Zitat von der_durdenEgal um welches Thema es sich die letzte Zeit dreht, Experten verlauten realistische Einschätzungen, die Ministerien wiegeln ab um ein paar Wochen später genau das einzuräumen, was sie kürzlich noch verneinten. Bei der Gesundheitsreform ist es besonders deutlich. Was jetzt zu geschehen scheint, wusste jeder schon lange, nur angeblich Ulla Schmidt nicht - unglaublich und dann reden wir hier von so einem Blödsinn wie der Dienstwagennutzung. Manchmal muss man sich über unser Land und dessen Bürger wirklich wundern... Das geht mir mittlerweile so dermaßen auf den Geist. Umsere Politik hat sich in etwas rein manövriert, ich frage mich, wie das enden soll...
In letzter Konsequenz wohl im Bürgerkrieg. Wir fahren voll vor die Wand und keiner wills wissen
Teenager, 19.08.2009
5.
Zitat von sysopDie erste Krankenkasse verlangt von ihren Versicherten einen Zusatzbeitrag, um ihre Kosten zu decken. Das Gesundheitsministerium sieht darin einen Einzelfall. Experten befürchten hingegen, dass bald weitere Krankenkassen nachziehen. Ist der Gesundheitsfonds gescheitert?
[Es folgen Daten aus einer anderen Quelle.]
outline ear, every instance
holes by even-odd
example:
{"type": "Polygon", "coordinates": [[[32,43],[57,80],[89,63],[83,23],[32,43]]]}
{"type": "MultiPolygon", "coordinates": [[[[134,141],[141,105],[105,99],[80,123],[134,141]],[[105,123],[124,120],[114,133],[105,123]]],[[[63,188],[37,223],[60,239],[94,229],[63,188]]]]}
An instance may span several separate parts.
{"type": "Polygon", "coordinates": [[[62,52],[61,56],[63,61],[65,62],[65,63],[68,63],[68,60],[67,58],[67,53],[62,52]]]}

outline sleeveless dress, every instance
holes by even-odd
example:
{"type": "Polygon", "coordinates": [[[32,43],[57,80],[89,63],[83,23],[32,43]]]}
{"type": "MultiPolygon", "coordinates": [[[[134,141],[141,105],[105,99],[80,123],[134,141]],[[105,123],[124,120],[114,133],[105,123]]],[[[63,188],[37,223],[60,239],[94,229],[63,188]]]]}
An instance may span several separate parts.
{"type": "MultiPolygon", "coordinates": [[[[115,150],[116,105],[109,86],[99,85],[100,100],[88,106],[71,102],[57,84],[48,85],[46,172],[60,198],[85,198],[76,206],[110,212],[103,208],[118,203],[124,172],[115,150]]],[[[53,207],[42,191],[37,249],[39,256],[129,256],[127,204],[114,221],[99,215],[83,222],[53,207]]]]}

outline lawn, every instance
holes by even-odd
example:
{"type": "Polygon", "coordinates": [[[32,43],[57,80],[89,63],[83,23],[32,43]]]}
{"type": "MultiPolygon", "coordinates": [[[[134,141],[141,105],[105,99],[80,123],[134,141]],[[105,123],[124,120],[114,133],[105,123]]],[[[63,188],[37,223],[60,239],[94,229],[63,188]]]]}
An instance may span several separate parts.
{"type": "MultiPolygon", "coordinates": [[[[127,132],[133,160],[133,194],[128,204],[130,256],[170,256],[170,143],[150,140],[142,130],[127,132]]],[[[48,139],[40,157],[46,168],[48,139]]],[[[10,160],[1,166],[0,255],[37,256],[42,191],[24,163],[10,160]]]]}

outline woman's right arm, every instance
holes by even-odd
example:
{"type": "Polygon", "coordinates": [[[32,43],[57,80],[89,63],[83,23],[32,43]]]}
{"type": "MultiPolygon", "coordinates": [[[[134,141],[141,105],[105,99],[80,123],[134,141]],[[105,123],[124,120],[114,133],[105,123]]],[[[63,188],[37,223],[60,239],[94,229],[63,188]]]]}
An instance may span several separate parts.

Überrascht das wirklich jemand? Sinn und Zweck des Gesundheitsfonds haben sich mir nie so ganz erschlossen, aber das man trotz höherer Beiträge nicht mit dem Geld auskommen würde war mir sonnenklar. Das "Gute" an der Sache ist, dass wir uns um die Wirtschaft keine Sorgen machen brauchen, denn den Zusatzbeitrag zahlt der Arbeitnehmer alleine. Nachdem schon die Beiträge für die Krankenkasse nicht mehr je zur Hälfte von AN und AG gezahlt werden müssen ist das ein weiterer Schritt zur Privatisierung der Lohnnebenkosten - von der Senkung der gesetzlichen Rente zugunsten der Riesterrente mal ganz abgesehen.